Primeiramente, não têm de jogar tudo fora e começar do zero. Isso não é prático. É preciso trabalhar a partir da base industrial que já existe e integrá-la à plataforma digital. Também não é preciso fazer tudo ao mesmo tempo. Deve-se encontrar um provedor de tecnologia capaz de identificar os gargalos, que, uma vez superados, vão trazer os maiores benefícios primeiro. Mas nenhuma empresa pode se dar ao luxo de não começar esse processo agora. O risco de quem não fizer essa transição é ficar para trás. É por isso que empresas que já estiveram entre as 500 maiores do mundo estão sendo expulsas do mercado, pois seus concorrentes foram mais rápidos e investiram em inovação antes delas.

Quando isso ocorre é porque faltou investimento?

Obviamente, dinheiro é importante, mas normalmente é no desenvolvimento do projeto, que leva tempo mesmo, e na prioridade que a empresa dá a ele, envolvendo mais ou menos pessoas, que se determina o sucesso da transformação digital. As grandes empresas costumam ter os recursos para isso. As menores precisam de mais tempo. Mas, no final das contas, é uma questão de engajamento.

Então qual é o principal obstáculo para a adoção da tecnologia?

Ainda falta entendimento do que se pode alcançar na prática com as novas tecnologias. Todo mundo já ouviu falar de internet das coisas, big data, inteligência artificial e como elas estão mudando o mundo — e, de fato, estão. Mas muita gente não entendeu qual é o impacto aplicado a seu negócio. E, antes de investir, qualquer empresário precisa ter muita clareza do retorno do investimento. Isso acontece em todos os lugares, inclusive no Brasil.

De que forma países emergentes, como o Brasil, podem capturar os ganhos da digitalização na indústria?

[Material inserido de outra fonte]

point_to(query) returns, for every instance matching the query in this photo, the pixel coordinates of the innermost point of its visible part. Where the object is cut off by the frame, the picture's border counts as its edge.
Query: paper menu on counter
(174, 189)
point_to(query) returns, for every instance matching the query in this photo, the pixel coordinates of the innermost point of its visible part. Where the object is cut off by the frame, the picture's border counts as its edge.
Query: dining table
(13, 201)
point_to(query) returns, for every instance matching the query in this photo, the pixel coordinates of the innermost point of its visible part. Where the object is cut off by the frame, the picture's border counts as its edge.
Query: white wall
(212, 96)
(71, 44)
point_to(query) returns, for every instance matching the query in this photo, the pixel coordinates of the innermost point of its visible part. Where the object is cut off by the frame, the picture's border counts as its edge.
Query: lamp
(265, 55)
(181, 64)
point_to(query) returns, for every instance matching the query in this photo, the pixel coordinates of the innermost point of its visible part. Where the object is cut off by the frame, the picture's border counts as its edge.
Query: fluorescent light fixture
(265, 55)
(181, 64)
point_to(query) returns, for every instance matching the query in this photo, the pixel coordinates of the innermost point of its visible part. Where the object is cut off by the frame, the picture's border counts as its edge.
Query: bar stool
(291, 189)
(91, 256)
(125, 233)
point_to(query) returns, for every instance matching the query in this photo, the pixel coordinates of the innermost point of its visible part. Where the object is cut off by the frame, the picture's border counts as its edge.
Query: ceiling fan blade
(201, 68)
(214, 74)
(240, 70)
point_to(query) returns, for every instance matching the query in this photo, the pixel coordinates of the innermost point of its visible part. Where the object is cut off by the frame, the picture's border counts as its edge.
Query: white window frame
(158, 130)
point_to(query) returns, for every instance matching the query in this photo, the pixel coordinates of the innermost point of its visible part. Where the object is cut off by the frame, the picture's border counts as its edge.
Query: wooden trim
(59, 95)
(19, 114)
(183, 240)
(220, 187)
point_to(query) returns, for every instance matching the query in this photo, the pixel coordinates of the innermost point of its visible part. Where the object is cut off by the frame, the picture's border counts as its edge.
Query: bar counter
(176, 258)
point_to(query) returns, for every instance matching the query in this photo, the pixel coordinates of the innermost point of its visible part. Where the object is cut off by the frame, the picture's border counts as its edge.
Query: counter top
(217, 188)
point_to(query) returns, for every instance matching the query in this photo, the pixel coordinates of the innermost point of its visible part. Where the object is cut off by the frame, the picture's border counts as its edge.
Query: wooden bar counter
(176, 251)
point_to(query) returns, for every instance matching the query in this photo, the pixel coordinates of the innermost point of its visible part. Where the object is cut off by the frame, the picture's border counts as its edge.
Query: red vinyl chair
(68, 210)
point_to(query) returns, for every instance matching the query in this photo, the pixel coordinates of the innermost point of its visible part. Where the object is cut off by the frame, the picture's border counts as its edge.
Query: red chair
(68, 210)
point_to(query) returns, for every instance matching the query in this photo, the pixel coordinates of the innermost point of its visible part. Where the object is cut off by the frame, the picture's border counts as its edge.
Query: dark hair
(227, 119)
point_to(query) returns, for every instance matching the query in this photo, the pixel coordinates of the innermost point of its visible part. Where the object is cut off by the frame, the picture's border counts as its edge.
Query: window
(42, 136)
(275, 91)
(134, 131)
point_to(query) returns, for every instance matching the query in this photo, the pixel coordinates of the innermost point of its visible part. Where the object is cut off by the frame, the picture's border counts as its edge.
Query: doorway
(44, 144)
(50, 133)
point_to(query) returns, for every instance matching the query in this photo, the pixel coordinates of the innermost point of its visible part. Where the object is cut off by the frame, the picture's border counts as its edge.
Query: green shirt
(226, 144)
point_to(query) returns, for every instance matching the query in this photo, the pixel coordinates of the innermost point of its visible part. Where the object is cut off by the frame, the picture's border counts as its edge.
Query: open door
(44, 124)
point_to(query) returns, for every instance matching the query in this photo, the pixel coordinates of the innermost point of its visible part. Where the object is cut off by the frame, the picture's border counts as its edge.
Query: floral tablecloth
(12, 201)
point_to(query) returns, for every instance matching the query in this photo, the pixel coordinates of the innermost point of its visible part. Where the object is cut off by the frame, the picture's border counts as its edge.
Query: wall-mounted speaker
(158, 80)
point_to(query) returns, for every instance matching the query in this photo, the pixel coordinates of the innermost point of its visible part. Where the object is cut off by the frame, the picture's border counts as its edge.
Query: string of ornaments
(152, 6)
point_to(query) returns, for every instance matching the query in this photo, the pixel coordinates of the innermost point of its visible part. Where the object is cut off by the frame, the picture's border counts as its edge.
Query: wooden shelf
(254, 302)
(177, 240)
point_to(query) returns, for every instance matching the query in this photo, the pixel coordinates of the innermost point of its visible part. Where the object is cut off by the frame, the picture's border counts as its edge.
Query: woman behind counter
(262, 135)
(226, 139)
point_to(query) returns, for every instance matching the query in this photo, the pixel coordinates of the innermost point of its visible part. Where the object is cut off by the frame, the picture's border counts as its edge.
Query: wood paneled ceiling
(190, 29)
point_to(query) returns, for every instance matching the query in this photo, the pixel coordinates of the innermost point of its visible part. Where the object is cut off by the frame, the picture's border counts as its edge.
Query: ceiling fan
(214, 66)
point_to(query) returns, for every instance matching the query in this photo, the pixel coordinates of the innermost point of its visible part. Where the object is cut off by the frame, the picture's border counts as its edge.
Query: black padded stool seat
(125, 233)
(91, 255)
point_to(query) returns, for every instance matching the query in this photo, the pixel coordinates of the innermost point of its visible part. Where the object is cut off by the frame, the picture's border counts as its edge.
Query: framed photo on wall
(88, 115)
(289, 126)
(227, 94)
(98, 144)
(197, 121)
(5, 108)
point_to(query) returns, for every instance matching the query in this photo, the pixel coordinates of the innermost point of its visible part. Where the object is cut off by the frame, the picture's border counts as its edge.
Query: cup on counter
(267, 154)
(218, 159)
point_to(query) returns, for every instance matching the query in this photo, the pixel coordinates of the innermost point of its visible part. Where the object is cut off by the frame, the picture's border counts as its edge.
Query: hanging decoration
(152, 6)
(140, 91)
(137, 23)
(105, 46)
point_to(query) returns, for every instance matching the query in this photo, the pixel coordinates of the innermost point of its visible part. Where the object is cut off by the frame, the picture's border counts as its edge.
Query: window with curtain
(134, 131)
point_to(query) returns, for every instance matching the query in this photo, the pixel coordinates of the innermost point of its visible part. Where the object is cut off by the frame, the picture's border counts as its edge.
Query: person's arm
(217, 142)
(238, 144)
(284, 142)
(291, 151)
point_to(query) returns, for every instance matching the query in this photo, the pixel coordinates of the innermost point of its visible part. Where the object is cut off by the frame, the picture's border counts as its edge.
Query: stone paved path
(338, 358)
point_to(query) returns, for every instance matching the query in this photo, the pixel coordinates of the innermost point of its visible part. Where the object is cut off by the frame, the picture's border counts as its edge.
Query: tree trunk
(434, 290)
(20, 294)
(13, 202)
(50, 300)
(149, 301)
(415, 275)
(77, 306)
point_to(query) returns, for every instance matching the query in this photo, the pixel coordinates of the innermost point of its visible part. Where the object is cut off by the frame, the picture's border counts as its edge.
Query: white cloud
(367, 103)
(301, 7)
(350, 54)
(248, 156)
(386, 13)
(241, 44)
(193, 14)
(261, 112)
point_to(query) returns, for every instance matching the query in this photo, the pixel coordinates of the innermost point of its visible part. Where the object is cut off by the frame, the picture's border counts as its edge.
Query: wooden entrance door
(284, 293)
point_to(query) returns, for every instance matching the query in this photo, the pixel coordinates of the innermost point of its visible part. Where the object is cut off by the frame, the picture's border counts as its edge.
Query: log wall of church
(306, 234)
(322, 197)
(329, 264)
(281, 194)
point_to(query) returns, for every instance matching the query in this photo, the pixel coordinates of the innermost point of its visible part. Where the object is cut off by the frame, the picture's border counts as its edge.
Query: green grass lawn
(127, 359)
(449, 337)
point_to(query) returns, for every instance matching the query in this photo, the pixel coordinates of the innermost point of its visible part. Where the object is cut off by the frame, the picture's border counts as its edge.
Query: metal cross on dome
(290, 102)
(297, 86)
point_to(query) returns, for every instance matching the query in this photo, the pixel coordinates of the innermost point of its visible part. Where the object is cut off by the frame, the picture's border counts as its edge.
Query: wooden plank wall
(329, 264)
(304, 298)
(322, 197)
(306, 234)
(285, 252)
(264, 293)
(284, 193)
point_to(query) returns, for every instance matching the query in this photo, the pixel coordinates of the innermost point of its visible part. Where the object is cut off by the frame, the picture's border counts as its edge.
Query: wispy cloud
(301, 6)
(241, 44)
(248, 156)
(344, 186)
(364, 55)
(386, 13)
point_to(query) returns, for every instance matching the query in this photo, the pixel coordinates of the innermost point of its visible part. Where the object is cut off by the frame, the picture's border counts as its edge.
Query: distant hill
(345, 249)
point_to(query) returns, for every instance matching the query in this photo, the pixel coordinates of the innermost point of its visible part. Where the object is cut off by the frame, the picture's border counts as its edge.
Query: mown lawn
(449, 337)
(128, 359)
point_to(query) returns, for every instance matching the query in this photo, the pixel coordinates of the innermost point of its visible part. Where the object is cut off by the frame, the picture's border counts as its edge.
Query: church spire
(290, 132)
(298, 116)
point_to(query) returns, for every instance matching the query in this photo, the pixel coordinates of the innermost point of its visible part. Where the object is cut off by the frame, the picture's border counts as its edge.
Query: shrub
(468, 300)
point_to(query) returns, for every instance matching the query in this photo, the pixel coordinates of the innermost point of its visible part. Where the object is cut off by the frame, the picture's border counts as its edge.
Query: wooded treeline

Os saltos de produtividade permitem que países mais atrasados fiquem em pé de igualdade em relação a outros. Mas vai além disso. Novos segmentos e produtos estão surgindo em um ambiente de imensa competitividade internacional. Em muitos países, a digitalização de fato está avançando rapidamente. E as economias correm o risco, assim como os negócios, de ser atropeladas por um competidor que agiu mais rápido.